A critical part of this success was uncoupling aid from foreign and defence policy and commercial or trade interests. Ironically, this uncoupling had a significant ‘soft power’ effect across Africa: the DFID became a trusted development partner, dispelling any sentiment of an overbearing postcolonial influencer. If imitation is the finest form of flattery, other former colonial rulers followed suit. The DFID’s lexicon has also moved into the private sector, where sustainability and impact investment measures are now de rigeur.

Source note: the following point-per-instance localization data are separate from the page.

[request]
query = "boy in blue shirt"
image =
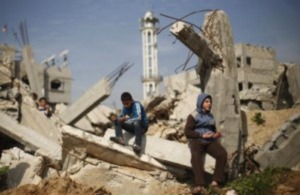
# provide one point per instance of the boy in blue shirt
(132, 119)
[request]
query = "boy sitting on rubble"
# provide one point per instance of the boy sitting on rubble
(132, 119)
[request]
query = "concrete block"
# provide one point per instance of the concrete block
(90, 99)
(288, 155)
(102, 149)
(170, 152)
(30, 138)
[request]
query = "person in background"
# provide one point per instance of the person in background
(201, 131)
(132, 119)
(44, 107)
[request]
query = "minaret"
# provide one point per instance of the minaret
(150, 78)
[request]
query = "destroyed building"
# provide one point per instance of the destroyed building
(71, 145)
(47, 79)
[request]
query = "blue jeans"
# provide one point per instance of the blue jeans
(134, 127)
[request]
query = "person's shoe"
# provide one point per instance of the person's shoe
(117, 140)
(136, 148)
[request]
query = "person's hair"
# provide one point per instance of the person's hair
(43, 98)
(126, 96)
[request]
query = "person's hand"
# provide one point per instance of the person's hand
(113, 117)
(217, 135)
(208, 135)
(122, 119)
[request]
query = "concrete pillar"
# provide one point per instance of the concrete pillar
(31, 70)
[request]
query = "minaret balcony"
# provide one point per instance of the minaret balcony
(156, 78)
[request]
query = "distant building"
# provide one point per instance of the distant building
(256, 66)
(150, 78)
(54, 81)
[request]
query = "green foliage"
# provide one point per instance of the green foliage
(258, 119)
(259, 183)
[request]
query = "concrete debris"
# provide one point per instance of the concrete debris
(96, 94)
(35, 141)
(282, 150)
(75, 140)
(102, 149)
(23, 167)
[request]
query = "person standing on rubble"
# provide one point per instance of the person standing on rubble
(201, 131)
(132, 119)
(44, 107)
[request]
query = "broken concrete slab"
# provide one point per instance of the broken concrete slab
(169, 152)
(41, 124)
(283, 148)
(97, 147)
(35, 141)
(90, 99)
(23, 168)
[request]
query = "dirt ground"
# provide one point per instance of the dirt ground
(258, 134)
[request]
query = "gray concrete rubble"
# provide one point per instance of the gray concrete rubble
(217, 70)
(31, 69)
(41, 124)
(294, 84)
(75, 140)
(95, 122)
(42, 145)
(91, 98)
(24, 168)
(169, 152)
(282, 150)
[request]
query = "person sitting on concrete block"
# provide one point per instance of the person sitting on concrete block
(132, 119)
(201, 131)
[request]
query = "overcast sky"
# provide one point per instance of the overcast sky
(102, 34)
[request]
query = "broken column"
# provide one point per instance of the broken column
(218, 72)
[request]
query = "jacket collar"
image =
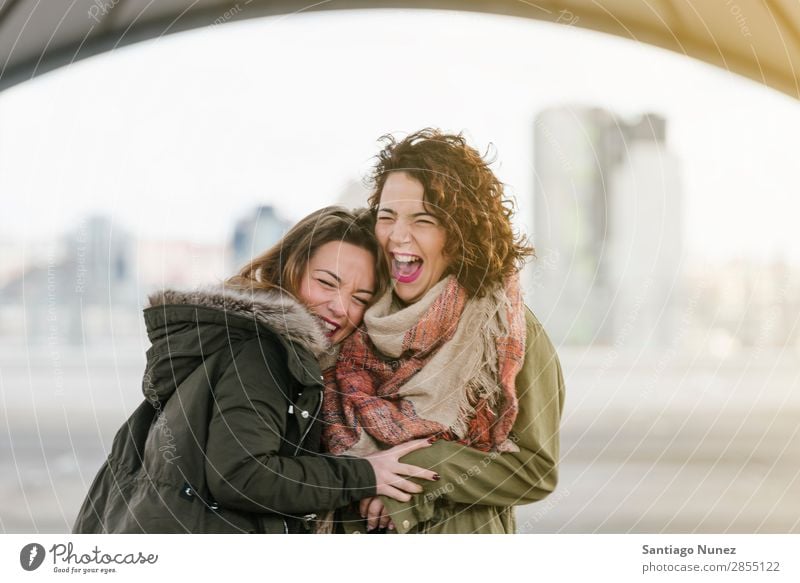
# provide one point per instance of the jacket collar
(276, 310)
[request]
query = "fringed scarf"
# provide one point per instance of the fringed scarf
(444, 366)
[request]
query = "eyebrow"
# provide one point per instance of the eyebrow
(339, 281)
(413, 215)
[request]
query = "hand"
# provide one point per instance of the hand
(375, 512)
(390, 473)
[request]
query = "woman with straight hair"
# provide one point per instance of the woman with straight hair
(227, 438)
(450, 353)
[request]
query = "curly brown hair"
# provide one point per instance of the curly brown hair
(462, 191)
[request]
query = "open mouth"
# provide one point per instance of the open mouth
(329, 326)
(406, 267)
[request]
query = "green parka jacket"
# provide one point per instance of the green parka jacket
(478, 490)
(226, 440)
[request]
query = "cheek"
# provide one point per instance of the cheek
(382, 234)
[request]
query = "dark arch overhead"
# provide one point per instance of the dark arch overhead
(759, 39)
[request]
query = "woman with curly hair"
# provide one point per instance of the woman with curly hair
(451, 353)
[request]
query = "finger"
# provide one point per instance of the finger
(410, 446)
(362, 507)
(373, 513)
(417, 472)
(394, 493)
(384, 519)
(406, 485)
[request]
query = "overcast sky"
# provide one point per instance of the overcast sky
(178, 137)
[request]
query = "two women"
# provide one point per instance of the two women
(226, 440)
(227, 437)
(451, 353)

With a substantial budget and strong mandate, the DFID’s independence had grown – including from the government of the day. Cameron was reportedly frustrated that the DFID had strayed from the ‘mother ship’ – though he sought to re-harness it, not break it down. Under Johnson’s latest disruption, Britain’s national security council will oversee foreign aid. Cameron tweeted:“The Prime Minister is right to maintain the commitment to 0.7 – it saves lives, promotes a safer world and builds British influence. But the decision to merge the departments is a mistake.”

The FCO-DFID merger had been on the cards since Johnson served as Foreign Secretary and quickly became aware that the DFID had all the money and the FCO very little. But it’s no merger: Johnson has brought the development agency under the control of the Foreign Ministry. Development is back in its place. In a post-Brexit world, it will be secondary to foreign and defence policy.

A regression for sure: who can forget the Pergau dam scandal when the British government under Margaret Thatcher committed aid to fund a costly dam in Malaysia in exchange for a major arms deal. A former DFID employee lamented that in the current climate of renewed nationalism in the UK, the US and China, it was only a matter of time that the lofty development goals that the DFID embodied would be subsumed to narrow national interest. And what does that mean for Africa? A message: these countries no longer have African countries’ development interests at heart but their own: so caveat emptor – buyer beware.